- From: Koen Holtman <koen@win.tue.nl>
- Date: Mon, 19 Oct 1998 18:16:17 +0200 (MET DST)
- To: manuel.carrasco@emea.eudra.org (Carrasco Benitez Manuel)
- Cc: www-international@w3.org, tc46sc2@elot.gr, Harald.Alvestrand@maxware.no
Carrasco Benitez Manuel: [...] > 3) The reason for proposing the extension > of RFC-1766 is because: > > 3.1) It does *not* break RFC-1766. > > 3.2) It "feels" like a natural extension > and the "right" place to do it. > > 3.3) It is an easy to implement. > > 3.4) No need to change HTTP, HTML, etc. This is incorrect, see my previous message. > > 3.5) It could be available soon. > > 4) It could be that this is the "wrong" place > to put it and that one has to look at RDF > or similar places. > > By the same argument, one would not need the > "content-language". The client (one he > know the "charset") could look itself in > the document for the language and other > metadata.

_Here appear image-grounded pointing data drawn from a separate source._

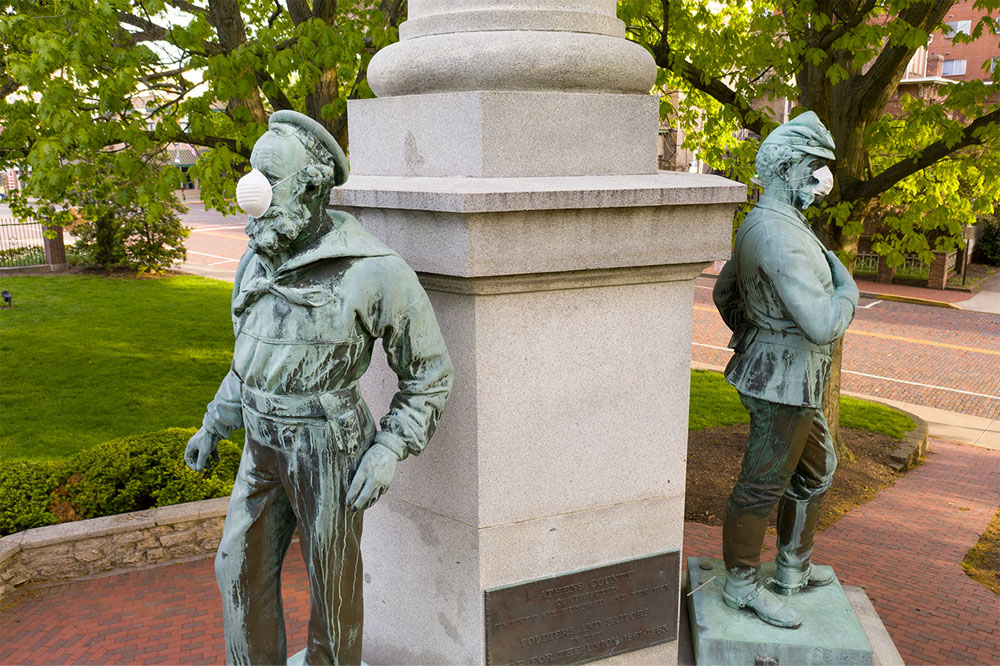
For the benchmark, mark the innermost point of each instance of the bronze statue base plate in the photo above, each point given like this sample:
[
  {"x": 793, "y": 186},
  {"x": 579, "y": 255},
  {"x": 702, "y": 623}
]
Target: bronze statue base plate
[{"x": 830, "y": 631}]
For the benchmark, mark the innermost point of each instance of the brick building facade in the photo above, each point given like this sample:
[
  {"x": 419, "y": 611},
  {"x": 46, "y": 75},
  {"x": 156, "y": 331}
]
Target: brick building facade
[{"x": 943, "y": 62}]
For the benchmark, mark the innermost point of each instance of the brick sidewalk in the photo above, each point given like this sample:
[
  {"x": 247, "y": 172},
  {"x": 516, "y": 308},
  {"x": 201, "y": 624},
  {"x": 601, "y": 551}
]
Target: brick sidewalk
[{"x": 904, "y": 548}]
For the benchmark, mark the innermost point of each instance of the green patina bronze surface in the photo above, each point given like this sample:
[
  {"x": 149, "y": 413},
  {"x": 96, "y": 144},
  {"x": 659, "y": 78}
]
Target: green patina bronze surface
[
  {"x": 830, "y": 631},
  {"x": 787, "y": 299},
  {"x": 313, "y": 293}
]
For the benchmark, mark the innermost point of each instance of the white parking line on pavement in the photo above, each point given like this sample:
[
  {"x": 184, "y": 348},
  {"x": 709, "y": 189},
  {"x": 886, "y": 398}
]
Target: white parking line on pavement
[
  {"x": 886, "y": 379},
  {"x": 212, "y": 256}
]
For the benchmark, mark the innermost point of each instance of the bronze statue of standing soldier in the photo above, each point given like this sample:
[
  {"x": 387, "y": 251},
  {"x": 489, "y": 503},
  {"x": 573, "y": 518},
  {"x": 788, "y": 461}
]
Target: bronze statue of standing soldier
[
  {"x": 312, "y": 294},
  {"x": 787, "y": 299}
]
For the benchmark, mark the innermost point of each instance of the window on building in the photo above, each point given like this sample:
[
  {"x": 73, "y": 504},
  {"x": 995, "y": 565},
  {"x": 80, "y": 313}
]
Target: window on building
[
  {"x": 955, "y": 27},
  {"x": 953, "y": 67}
]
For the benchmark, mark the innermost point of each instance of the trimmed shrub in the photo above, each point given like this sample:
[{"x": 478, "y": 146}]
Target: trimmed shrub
[
  {"x": 143, "y": 472},
  {"x": 25, "y": 495},
  {"x": 127, "y": 474}
]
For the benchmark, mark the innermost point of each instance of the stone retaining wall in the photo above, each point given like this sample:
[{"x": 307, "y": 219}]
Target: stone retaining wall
[{"x": 100, "y": 545}]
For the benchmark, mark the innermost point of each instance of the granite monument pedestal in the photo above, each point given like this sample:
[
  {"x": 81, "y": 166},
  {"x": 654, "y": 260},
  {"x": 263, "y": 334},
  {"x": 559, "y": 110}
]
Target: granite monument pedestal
[{"x": 561, "y": 268}]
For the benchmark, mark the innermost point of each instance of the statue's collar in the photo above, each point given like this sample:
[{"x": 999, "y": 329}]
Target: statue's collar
[
  {"x": 346, "y": 238},
  {"x": 781, "y": 208}
]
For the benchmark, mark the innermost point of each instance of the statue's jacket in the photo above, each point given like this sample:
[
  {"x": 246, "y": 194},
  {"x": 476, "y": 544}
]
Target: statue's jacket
[
  {"x": 778, "y": 297},
  {"x": 305, "y": 334}
]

But HTTP has a "fat-ish" header. > > RFC-1766 is use for the header in the > transmission and for the metadata of the > document. My proposal tries to follow the > same doctrine. The existing content-* headers in HTTP are not a generic metadata transfer mechanism. They are a specialised mechanism, the shape of which was mainly determined by historical coincidences. If you have some new form of metadata, you should not try to shoehorn it into these existing headers, as there is historical code which depends on their current specification. Use a generic extensible mechanism instead. You can define a new HTTP header for example, that won't break existing implementations. >Regards >Tomas Koen.